Sur le Balcon (Verlaine)

Posted by arbrealettres sur 26 janvier 2017



Toutes deux regardaient s’enfuir les hirondelles :
L’une pâle aux cheveux de jais, et l’autre blonde
Et rose, et leurs peignoirs légers de vieille blonde
Vaguement serpentaient, nuages, autour d’elles.

Et toutes deux, avec des langueurs d’asphodèles,
Tandis qu’au ciel montait la lune molle et ronde,
Savouraient à longs traits l’émotion profonde
Du soir et le bonheur triste des cœurs fidèles.

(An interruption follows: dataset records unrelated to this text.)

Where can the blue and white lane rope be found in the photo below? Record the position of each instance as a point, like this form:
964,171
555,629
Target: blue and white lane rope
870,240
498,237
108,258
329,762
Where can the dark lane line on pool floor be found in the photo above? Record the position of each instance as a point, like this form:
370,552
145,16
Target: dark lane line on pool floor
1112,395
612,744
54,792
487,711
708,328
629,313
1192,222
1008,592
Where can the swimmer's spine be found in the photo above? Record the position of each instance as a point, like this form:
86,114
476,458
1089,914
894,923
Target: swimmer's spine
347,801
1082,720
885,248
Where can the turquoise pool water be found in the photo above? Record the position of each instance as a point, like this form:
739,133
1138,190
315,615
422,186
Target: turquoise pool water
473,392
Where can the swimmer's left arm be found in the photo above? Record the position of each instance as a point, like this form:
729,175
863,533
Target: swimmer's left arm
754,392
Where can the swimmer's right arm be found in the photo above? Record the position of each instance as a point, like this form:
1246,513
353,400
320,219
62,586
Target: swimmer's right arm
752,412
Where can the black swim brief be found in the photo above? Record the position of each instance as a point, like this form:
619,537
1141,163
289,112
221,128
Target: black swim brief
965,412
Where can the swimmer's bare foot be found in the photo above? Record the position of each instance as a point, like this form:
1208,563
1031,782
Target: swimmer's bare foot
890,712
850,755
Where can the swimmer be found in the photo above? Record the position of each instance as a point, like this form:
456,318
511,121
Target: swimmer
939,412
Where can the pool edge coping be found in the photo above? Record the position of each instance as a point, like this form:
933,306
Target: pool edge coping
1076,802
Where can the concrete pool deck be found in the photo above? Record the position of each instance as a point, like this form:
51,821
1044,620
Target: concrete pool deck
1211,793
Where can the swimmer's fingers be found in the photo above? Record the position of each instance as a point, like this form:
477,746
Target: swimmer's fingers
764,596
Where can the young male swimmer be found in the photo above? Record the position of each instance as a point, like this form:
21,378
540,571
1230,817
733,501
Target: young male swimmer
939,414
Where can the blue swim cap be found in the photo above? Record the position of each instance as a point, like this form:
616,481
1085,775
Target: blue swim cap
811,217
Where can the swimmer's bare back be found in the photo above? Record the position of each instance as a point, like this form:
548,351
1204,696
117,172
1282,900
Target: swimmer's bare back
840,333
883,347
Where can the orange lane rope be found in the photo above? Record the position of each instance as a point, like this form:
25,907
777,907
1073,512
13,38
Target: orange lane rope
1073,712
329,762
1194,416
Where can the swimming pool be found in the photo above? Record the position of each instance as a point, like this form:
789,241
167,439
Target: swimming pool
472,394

Telles, leurs bras pressant, moites, leurs tailles souples,
Couple étrange qui prend pitié des autres couples,
Telles, sur le balcon, rêvaient les jeunes femmes.

Derrière elles, au fond du retrait riche et sombre,
Emphatique comme un trône de mélodrame
Et plein d’odeurs, le Lit, défait, s’ouvrait dans l’ombre.

(Verlaine)

3 Réponses vers “Sur le Balcon (Verlaine)”

  1. […] via Sur le Balcon (Verlaine) — Arbrealettres […]

  2. Une main de sinople
    ———————-

    Cette main ne veut pas saisir une hirondelle,
    Mais bien des grains de blé, délectables et blonds,
    En été, dans les champs, quand les jours sont bien longs ;
    Elle en prend à foison, mais ce n’est pas pour elle.

    Cette main ne veut pas cueillir les asphodèles,
    Mais veut bien préparer des tranches de melon
    Sur la terrasse verte où dansent les frelons ;
    C’est ici que boiront quelques amis fidèles.

    De ce corps déjà vieux, qui pourtant reste souple
    Les deux paisibles mains forment un brave couple ;
    Je contemple souvent leurs dix doigts au repos.

    Elles sont au jardin, qui déjà devient sombre
    Malgré le bel éclat des étoiles sans nombre ;
    Les derniers invités tiennent de vains propos.

    • Encore une main de sinople
      ———-

      D’un geste de la main saluant l’hirondelle,
      L’ermite se repose, assis sur ses talons ;
      Lui qui sait que ses jours ne seront plus très longs,
      Il aime retrouver cette errante fidèle.

      Sur l’habitant du ciel son âme prend modèle,
      Car nous, pesants humains, en rêve nous volons ;
      Le but inaccessible, au moins, nous le frôlons,
      (C’est ce que pense aussi l’oiseau de la gadelle).

      Oiseau de la gadelle

      Du chêne et du roseau nous admirons le couple,
      Face à l’adversité, l’un raide et l’autre souple,
      Puis ils se sont rejoints dans l’éternel repos.

      Ma main écrit pour ceux dont les jours furent sombres,
      Tels Verlaine et Rimbaud, dans leurs malheurs sans nombre ;
      Mais de les imiter, ce n’est pas mon propos.